For print, you can save files in more than one way, depending on what you want to accomplish. For this step, you will save as an EPS file. This is a good general solution for postscript printing or for the use of the image imposed in a layout program such as Quark. This works best with image elements that have a hard edge rather than a blend or drop shadow.
Turning the selection into a clipping path consists of three steps, and all can be found in the paths palette drop-down menu: Make Work Path, Save Path, and Clipping Path. Make Work Path converts the selection to a path; Save Path stores the path as a distinct path in the image; Clipping Path calls the Clipping Path dialog box (see Figure 2), which allows you to select the saved path to clip the image.
Use the defaults for now[me]defaults will generally work fine. For more information, see Special Edition Using Adobe Photoshop 6, pages 188189.

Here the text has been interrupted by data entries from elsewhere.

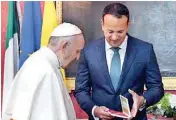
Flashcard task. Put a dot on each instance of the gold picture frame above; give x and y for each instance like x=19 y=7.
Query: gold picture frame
x=169 y=82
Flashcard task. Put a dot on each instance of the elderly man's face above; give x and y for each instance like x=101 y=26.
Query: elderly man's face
x=73 y=53
x=115 y=29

The Clipping Path dialog box allows you to pick a single path to define the clipped shape of the image. Everything outside the boundaries formed by the shape of the path is invisible.
With the clipping path created, you are ready to remove the alpha channel. Go to the Channels menu, and drag the channel to the trashcan at the bottom of the palette.

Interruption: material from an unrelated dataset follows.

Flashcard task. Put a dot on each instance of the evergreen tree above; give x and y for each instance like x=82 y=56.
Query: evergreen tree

When you save the image as EPS (choose File, Save As), there are actually several choices for type. For now, save it as Photoshop EPS, and use the defaults as they appear in the options.
Note that trying to save with the alpha channel won't work in EPS because channels in EPS are used for additional colors, and the selection (alpha/mask) will not have a color assigned. To use the mask with an EPS, what you need to do is load the mask as a selection (choose Select, Load Selection), and turn the selection into a clipping path.

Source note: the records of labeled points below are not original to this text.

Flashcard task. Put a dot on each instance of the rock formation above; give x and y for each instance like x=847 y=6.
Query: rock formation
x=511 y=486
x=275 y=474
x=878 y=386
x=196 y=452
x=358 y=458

This image can now be placed over other background images in a layout program. You may notice (depending on the program and version; older versions don't handle this as well) that the clipping may or may not be apparent when the file is added to the layout. You can test the clipping path by printing to a postscript printer.
If your intent is to simply put this image over another, it may be best to combine the images themselves in Photoshop (which may be geared more toward imposing images than a layout program).